Ancak, markaya tecavüz istemli bir davada sessiz kalma yoluyla hak kaybından bahsedebilmek için marka sahibinin, markasına tecavüz edildiğinden haberdar olmasından ya da haberdar olması gerektiği tarihten itibaren uzunca bir süre bu kullanıma karşı çıkmaması gerekmektedir. Yerleşik Yargıtay uygulamasında hak kaybı için kesin bir süre öngörülmemekle birlikte yaklaşık beş yıllık sürenin varlığı halinde hak kaybının gerçekleşeceği kabul edilmektedir.
Dosya kapsamındaki iddia marka tecavüzü olup, sessiz kalma yoluyla hak kaybından bahsedebilmek için marka sahibinin, markasına tecavüz edildiğinden haberdar olmasından ya da haberdar olması gerektiği tarihten itibaren uzunca bir süre bu kullanıma karşı çıkmaması gerekmektedir.
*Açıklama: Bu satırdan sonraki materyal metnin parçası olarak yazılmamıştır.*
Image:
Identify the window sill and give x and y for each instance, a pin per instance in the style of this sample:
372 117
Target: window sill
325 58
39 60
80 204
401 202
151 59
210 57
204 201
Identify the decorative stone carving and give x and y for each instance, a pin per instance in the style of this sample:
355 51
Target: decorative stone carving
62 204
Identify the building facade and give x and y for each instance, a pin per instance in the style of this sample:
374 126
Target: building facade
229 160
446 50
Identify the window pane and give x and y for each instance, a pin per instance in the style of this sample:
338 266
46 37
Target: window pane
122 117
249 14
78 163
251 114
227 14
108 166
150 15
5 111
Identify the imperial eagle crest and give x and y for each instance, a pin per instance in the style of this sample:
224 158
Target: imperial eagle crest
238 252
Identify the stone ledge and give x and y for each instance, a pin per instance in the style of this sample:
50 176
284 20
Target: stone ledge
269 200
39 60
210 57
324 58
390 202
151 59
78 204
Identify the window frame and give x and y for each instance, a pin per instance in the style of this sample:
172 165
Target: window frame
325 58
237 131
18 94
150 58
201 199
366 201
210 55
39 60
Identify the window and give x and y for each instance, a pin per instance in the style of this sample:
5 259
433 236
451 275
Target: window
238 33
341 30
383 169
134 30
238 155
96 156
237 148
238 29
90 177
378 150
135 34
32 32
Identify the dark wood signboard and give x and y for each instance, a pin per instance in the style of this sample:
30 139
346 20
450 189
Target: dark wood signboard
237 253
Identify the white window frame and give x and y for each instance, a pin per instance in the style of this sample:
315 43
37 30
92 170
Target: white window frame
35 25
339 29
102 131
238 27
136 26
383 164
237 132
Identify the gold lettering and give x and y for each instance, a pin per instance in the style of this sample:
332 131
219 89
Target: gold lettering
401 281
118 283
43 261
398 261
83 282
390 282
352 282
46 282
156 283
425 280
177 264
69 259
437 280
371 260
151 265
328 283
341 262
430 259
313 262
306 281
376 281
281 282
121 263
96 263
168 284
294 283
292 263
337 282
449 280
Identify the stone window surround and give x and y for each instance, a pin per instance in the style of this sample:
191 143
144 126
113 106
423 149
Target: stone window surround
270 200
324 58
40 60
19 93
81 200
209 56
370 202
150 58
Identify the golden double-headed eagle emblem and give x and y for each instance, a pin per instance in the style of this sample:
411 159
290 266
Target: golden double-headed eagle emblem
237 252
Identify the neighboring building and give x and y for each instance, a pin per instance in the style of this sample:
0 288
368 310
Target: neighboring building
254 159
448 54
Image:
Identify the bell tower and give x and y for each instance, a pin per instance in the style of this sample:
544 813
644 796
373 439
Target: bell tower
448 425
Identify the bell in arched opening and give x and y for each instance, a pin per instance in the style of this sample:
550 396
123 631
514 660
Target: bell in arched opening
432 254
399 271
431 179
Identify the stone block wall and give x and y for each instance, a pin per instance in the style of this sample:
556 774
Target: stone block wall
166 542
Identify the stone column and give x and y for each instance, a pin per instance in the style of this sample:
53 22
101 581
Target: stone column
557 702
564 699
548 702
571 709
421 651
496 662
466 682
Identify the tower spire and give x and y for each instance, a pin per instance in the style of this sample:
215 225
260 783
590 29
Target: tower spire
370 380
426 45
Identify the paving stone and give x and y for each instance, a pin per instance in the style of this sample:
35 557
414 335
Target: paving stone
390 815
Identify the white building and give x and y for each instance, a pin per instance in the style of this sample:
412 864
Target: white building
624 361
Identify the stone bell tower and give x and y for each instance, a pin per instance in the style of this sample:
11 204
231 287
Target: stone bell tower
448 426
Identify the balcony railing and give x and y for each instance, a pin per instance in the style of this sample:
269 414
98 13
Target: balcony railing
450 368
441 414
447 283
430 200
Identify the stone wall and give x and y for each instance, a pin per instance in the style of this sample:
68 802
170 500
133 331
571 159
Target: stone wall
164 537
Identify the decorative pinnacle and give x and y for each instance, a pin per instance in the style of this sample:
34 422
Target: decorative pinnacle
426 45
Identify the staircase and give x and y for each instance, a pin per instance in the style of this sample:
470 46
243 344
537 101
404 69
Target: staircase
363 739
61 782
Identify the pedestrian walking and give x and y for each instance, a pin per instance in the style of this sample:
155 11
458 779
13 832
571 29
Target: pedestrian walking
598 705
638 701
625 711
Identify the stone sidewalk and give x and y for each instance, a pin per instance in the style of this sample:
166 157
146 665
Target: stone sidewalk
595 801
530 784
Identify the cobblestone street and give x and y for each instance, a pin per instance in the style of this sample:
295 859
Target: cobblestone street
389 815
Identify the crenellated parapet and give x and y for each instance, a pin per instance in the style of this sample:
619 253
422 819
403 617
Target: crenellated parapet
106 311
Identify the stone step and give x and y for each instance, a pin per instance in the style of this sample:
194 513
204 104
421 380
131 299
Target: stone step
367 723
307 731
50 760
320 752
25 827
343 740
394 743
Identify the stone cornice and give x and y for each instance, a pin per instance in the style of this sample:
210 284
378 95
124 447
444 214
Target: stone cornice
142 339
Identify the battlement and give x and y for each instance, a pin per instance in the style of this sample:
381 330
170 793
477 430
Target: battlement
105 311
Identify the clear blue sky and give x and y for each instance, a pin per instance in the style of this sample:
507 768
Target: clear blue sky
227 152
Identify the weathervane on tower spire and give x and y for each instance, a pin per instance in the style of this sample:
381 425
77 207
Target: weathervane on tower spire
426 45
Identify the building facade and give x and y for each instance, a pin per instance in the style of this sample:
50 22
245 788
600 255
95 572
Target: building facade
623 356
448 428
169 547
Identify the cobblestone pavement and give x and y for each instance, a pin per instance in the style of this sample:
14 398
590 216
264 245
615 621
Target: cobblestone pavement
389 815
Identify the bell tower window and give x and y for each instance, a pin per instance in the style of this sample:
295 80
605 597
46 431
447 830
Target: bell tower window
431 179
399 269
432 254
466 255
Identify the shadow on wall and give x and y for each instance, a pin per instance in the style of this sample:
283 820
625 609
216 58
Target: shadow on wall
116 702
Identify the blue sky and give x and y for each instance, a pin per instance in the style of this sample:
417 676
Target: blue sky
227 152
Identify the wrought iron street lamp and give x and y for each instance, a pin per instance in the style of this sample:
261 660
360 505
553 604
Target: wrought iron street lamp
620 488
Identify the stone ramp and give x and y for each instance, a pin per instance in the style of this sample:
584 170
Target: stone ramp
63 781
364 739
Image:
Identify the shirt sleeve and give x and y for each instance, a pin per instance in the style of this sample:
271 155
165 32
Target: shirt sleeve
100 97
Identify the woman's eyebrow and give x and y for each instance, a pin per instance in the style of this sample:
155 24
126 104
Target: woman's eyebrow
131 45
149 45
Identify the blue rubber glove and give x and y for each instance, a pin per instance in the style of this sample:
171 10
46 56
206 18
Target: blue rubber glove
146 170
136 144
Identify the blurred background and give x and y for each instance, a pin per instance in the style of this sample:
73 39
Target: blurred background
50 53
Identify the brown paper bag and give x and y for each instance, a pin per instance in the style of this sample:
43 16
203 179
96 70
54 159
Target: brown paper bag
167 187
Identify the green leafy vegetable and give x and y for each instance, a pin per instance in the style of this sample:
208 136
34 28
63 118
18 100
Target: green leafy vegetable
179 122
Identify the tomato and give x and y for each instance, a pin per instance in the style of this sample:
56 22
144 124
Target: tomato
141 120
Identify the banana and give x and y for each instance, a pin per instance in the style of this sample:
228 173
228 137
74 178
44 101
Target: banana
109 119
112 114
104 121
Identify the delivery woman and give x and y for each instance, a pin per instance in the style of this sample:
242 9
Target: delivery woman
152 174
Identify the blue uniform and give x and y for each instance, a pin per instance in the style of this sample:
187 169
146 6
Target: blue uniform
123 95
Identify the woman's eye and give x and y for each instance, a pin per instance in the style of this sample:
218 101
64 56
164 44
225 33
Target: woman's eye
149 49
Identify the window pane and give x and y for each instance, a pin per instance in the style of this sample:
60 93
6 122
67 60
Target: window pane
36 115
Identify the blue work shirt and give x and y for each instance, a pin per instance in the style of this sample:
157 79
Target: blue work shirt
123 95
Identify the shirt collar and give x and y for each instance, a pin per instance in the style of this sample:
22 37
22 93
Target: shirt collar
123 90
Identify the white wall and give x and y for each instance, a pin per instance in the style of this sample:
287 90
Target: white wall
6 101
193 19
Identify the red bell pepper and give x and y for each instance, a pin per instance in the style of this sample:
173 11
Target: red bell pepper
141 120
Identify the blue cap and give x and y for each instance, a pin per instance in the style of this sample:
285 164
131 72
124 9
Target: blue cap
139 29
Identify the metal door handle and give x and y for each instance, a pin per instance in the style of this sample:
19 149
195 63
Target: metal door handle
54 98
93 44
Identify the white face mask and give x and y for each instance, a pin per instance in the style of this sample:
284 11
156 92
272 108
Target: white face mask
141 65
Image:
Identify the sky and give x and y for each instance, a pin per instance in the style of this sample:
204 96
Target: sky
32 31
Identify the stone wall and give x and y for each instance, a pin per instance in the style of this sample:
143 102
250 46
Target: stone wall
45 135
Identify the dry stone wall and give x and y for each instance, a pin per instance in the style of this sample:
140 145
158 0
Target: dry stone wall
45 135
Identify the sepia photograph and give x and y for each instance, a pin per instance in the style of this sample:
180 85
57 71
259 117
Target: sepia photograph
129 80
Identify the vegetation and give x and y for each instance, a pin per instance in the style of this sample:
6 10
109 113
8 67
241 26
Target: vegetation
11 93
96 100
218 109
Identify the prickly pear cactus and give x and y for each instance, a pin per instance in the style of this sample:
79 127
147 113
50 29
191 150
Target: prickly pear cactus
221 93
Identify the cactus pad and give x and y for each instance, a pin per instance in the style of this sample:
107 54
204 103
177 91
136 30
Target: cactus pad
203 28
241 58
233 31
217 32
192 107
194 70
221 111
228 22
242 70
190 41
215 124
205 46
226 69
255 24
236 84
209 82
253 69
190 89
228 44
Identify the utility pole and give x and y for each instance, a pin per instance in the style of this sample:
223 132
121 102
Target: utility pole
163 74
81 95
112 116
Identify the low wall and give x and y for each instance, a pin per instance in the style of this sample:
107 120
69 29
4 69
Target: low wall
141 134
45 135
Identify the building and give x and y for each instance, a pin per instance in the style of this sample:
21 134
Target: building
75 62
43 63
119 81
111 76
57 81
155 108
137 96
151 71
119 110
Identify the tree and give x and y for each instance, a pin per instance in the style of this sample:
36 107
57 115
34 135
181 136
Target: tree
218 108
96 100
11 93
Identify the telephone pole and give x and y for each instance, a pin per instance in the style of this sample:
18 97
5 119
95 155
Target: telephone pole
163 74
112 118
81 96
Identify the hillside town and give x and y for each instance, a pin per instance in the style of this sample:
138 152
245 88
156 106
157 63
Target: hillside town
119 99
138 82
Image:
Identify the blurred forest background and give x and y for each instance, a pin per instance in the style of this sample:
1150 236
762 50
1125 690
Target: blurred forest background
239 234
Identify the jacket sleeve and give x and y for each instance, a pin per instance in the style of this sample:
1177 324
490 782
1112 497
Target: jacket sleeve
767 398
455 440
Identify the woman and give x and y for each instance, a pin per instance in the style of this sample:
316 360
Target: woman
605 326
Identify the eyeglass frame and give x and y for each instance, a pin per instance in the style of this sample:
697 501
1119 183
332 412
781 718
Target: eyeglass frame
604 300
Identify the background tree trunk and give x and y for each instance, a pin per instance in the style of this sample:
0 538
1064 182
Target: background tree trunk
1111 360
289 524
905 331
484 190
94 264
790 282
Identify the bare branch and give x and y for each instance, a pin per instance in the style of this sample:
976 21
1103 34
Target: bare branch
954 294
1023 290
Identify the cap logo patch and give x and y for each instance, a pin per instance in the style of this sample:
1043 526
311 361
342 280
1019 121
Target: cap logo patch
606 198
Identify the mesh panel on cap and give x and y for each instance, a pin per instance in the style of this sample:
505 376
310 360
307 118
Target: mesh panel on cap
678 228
Dosya kapsamında, davacı tarafça davalıya marka tecavüzü hususunda, davadan önce 03/05/2016 tarihinde, ihtarname çekildiği, bu ihtarnamenin davalıya 05/05/2016 tarihinde tebliğ edildiği, bu ihtara uyulmaması üzerine somut uyuşmazlığa ilişkin davanın 03/08/2016 tarihinde açıldığı, yargılama sırasında alınan 08/01/2018 tarihli bilirkişi raporunda yapılan tespitlerden de, davalının … internet sitesi içeriğindeki … kelimesini öre çıkaran kullanımının davacının 2007 60684 sayılı “… Müşavirlik İnşaat Turizm Sanayi ve Ticaret Limited Şirketi” markasından doğan haklara, karıştırılma ihtimali yaratmak suretiyle, tecavüz ettiği anlaşılmakta olup, bu tecavüzden davacının haberdar olduğunun veya haberdar olması gerektiği tarihin belirlenmesi gerekmektedir.
Dosya kapsamında görüşüne başvurulan bilirkişiler raporlarında da belirttikleri üzere davalıya ait … web sitesinin davalı tarafından 10/02/2011 tarihinde oluşturulduğu, davalının … sitesine ilişkin ilk arşiv kaydının 03/08/2012 tarihinde oluşturulduğunun tespit edildiği anlaşılmaktadır. Bu tespitlerden de anlaşılacağı üzere, davalının kubulünde olan kullanım şeklinden davacının haberinin olduğu hususunun sadece internet sitesi alan adının alınma tarihi ile ispatlanamayacağı gibi bilirkişi raporunda belirlendiği üzere ilk arşiv kaydının tarihi olan 03/08/2012 tarihi esas alındığında da dava tarihi olan 03/08/2016 tarihi itibariyle 5 yıllık sürenin dolmadığı sonucuna ulaşılmaktadır. Bu nedenlerle mahkemece sessiz kalma yolu ile hak kaybının bulunduğu yönündeki gerekçesi yerinde bulunmamıştır.
Bu hale göre, davalının davaya konu edilen fiili kullanımlarının 36. Sınıftaki gayrimenkul, taşınmaz değerleme ve danışmanlık hizmetleri için olduğu, davacı Şirketin 2007 60684 tescil nolu markasının tescil kapsamında ise 36. sınıf; Gayrimenkul komisyonculuğu, müşavirliği ve idaresi hizmetlerinin bulunduğu, dolayısıyla, taraf hizmetleri arasında benzerlik olduğu anlaşılmaktadır.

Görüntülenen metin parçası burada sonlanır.